The class was supposed to be about me and my music, but I feel a responsibility with such young listeners to address larger topics, so I turned to the topic of form. The piece I had played was
Devotion, so I began discussing Variation form. I showed them how various motifs and gestures in the music were related to one another. We later moved on to binary and ternary forms, for which I was able to play samples from my work.
At that point, I learned something interesting: the students enrolled in this International Baccalaureate are required, by the time they graduate, to compose twenty minutes of music. In a concluding Q&A session, they asked me great questions about composing – how do I write endings, how do I come up with titles, etc. The questions were fun, illuminating and spirited.

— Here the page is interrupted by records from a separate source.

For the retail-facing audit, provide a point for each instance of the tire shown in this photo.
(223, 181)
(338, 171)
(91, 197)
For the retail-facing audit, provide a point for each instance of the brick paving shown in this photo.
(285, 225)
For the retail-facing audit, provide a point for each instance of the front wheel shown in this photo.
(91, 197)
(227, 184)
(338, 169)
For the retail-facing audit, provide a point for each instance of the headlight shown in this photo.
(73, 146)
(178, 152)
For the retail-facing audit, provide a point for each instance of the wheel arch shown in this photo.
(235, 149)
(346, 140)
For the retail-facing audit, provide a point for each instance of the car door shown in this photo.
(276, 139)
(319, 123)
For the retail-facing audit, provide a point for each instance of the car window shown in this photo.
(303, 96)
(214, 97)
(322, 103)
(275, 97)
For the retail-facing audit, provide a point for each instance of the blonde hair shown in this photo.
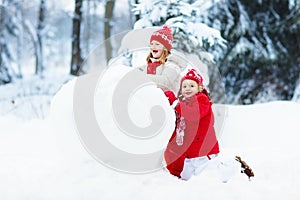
(162, 58)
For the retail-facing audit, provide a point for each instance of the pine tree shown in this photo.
(261, 61)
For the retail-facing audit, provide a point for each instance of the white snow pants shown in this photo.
(194, 166)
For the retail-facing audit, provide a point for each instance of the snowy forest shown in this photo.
(70, 132)
(255, 45)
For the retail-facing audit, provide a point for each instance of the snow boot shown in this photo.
(245, 167)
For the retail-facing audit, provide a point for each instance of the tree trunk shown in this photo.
(39, 64)
(107, 28)
(5, 77)
(19, 14)
(76, 58)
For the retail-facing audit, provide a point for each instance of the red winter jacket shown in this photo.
(199, 135)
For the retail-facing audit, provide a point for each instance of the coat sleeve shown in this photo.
(196, 110)
(168, 77)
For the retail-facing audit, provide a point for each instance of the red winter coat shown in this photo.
(199, 135)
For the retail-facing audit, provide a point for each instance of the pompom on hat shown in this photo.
(164, 36)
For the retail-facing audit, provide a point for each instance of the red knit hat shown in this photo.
(163, 36)
(192, 74)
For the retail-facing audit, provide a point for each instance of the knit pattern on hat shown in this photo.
(164, 36)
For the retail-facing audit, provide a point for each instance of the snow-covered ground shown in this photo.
(46, 159)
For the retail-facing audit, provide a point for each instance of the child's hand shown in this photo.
(171, 96)
(179, 139)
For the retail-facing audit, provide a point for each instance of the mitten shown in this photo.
(171, 96)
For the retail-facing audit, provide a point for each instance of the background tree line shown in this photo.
(259, 61)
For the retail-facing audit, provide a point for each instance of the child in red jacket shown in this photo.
(194, 143)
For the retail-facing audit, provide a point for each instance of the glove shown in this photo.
(171, 96)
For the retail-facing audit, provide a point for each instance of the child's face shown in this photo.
(156, 49)
(189, 88)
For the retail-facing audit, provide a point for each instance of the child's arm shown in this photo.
(197, 110)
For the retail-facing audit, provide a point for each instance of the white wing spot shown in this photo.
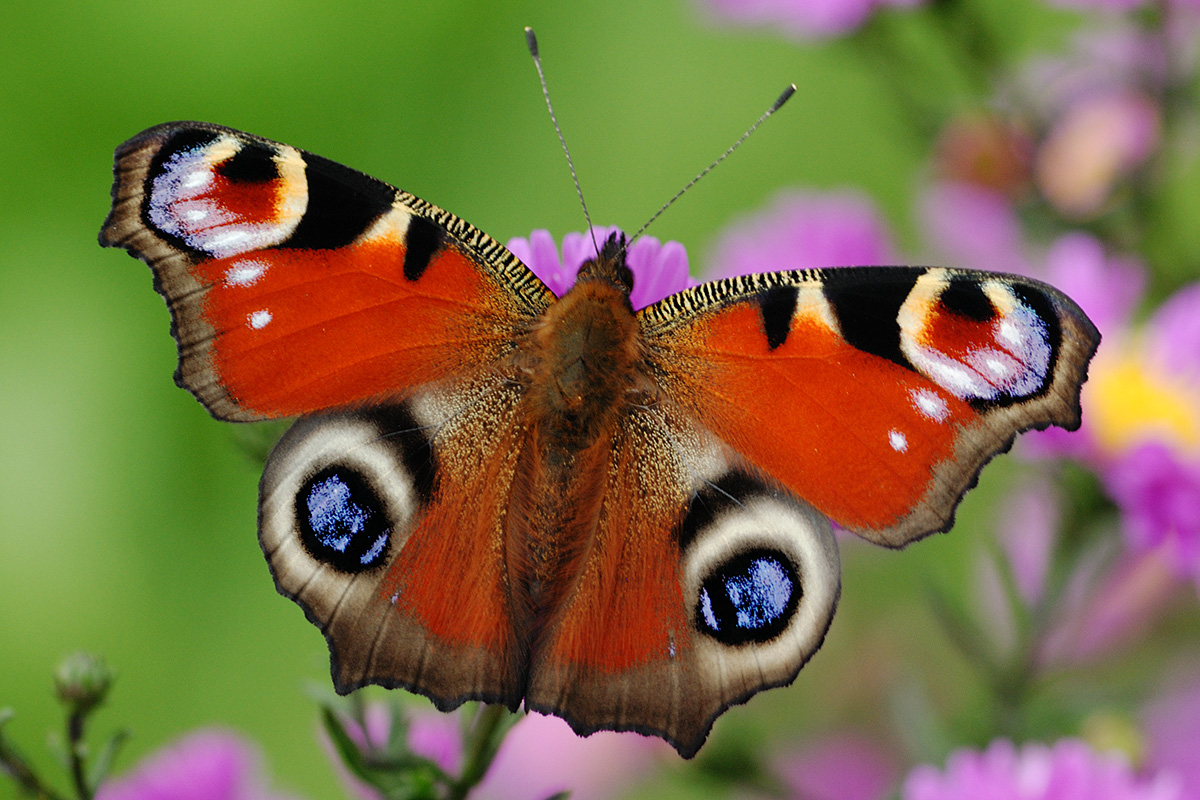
(1011, 334)
(245, 274)
(196, 179)
(930, 404)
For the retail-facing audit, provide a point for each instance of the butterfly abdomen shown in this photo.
(582, 362)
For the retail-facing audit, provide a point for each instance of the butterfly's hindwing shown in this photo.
(354, 510)
(703, 587)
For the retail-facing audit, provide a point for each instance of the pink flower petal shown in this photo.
(541, 756)
(203, 765)
(804, 230)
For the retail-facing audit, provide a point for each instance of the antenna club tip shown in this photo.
(784, 97)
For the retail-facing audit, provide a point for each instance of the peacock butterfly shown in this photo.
(617, 517)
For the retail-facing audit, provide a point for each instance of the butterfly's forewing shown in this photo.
(875, 394)
(298, 284)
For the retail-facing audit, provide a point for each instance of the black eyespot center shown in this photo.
(341, 519)
(967, 299)
(253, 163)
(749, 597)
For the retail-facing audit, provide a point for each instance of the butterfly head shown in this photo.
(610, 265)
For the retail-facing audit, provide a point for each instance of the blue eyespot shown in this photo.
(342, 521)
(749, 597)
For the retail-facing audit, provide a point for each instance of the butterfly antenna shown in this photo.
(779, 103)
(532, 42)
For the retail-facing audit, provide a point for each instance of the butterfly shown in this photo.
(617, 517)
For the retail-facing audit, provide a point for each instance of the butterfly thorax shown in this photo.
(585, 355)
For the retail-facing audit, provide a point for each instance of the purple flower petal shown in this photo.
(804, 230)
(839, 768)
(1173, 335)
(973, 227)
(541, 756)
(203, 765)
(437, 737)
(1067, 770)
(1159, 498)
(1107, 288)
(1173, 729)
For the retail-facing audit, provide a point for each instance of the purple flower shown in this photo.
(838, 768)
(1141, 428)
(1109, 602)
(203, 765)
(802, 18)
(1171, 723)
(975, 227)
(541, 756)
(1092, 144)
(804, 230)
(1066, 770)
(1119, 5)
(659, 270)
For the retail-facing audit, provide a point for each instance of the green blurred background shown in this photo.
(127, 515)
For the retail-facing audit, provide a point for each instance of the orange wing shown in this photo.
(701, 585)
(387, 525)
(298, 284)
(875, 394)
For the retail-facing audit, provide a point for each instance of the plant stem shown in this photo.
(76, 746)
(485, 739)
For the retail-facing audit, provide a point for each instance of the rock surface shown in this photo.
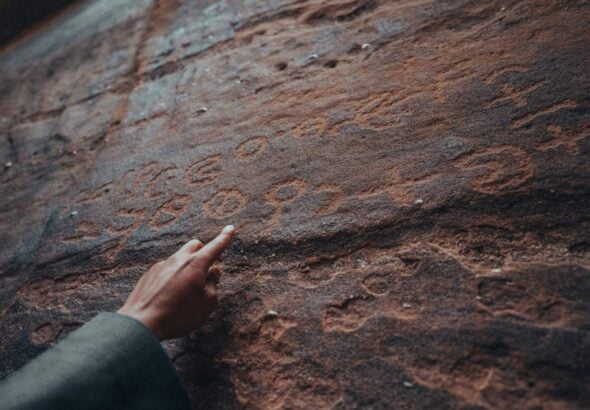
(410, 181)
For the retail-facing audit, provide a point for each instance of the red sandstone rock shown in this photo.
(409, 180)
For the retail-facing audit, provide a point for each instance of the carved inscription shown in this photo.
(170, 211)
(397, 188)
(204, 171)
(251, 148)
(225, 203)
(310, 128)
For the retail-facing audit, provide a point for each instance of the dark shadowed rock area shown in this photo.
(410, 181)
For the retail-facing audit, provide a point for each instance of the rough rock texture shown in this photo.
(410, 181)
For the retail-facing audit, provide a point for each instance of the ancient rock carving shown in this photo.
(204, 171)
(251, 148)
(170, 211)
(225, 203)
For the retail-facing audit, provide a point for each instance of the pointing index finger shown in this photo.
(213, 250)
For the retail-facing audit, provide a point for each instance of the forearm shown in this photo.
(111, 362)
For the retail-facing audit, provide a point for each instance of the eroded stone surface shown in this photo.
(409, 181)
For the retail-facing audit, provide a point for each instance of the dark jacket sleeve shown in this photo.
(112, 362)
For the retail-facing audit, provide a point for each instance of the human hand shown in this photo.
(176, 295)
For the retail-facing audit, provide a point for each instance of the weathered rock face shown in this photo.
(409, 179)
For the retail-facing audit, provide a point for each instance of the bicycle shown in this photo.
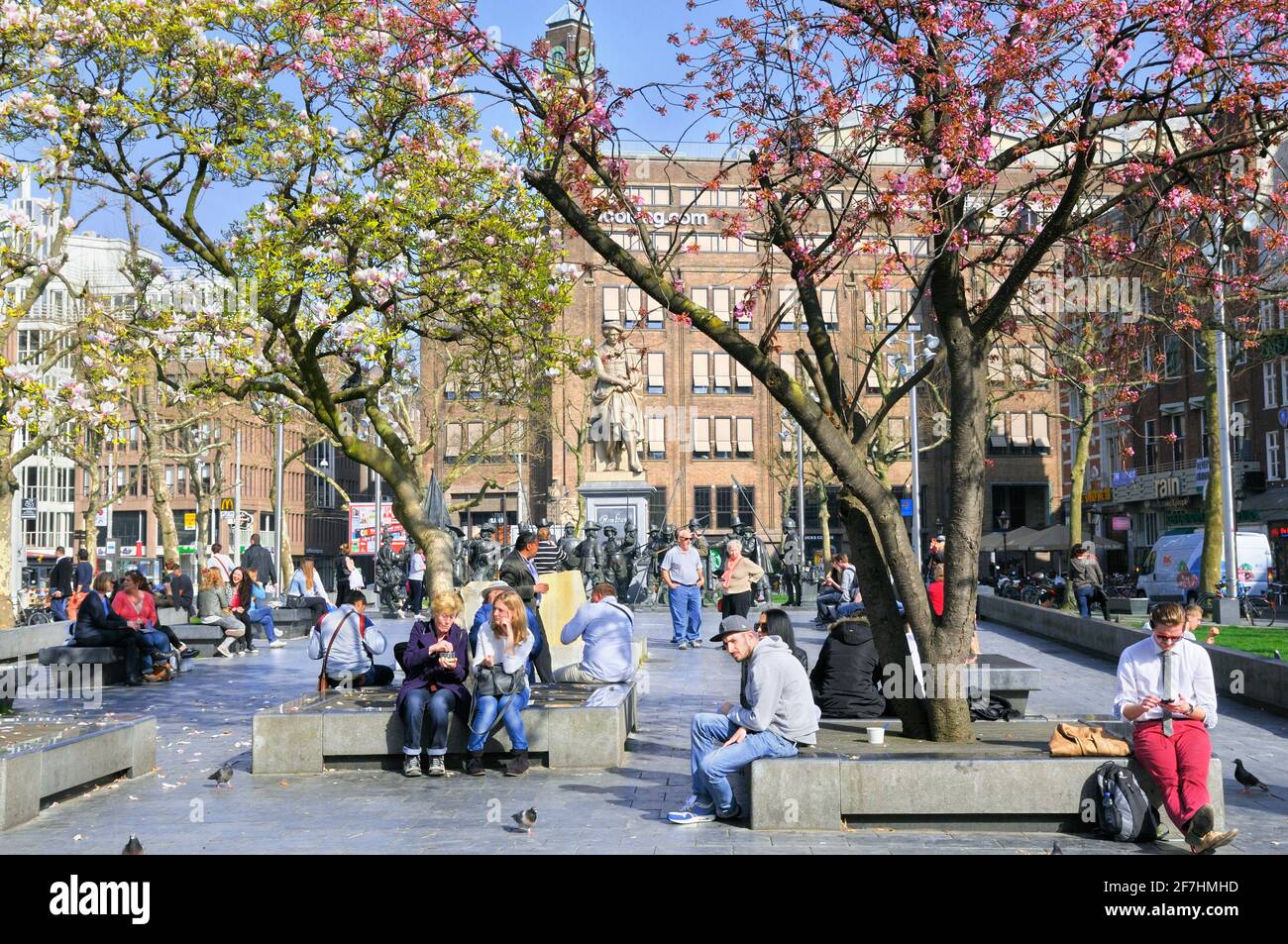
(1252, 607)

I’m actually indebted to the fact that my wife was there to give a flute demonstration immediately following my presentation: she was better at drawing questions out of the students than I was. She got them to talk about the problems they face in their composing, and grill me for possible solutions.
In any case, the whole experience enhanced my curiosity about the International Baccalaureate program. There are interesting advantages and disadvantages to having teenagers declare their professional focus at such an early age. It certainly seems like a great head start to the more ambitious ones.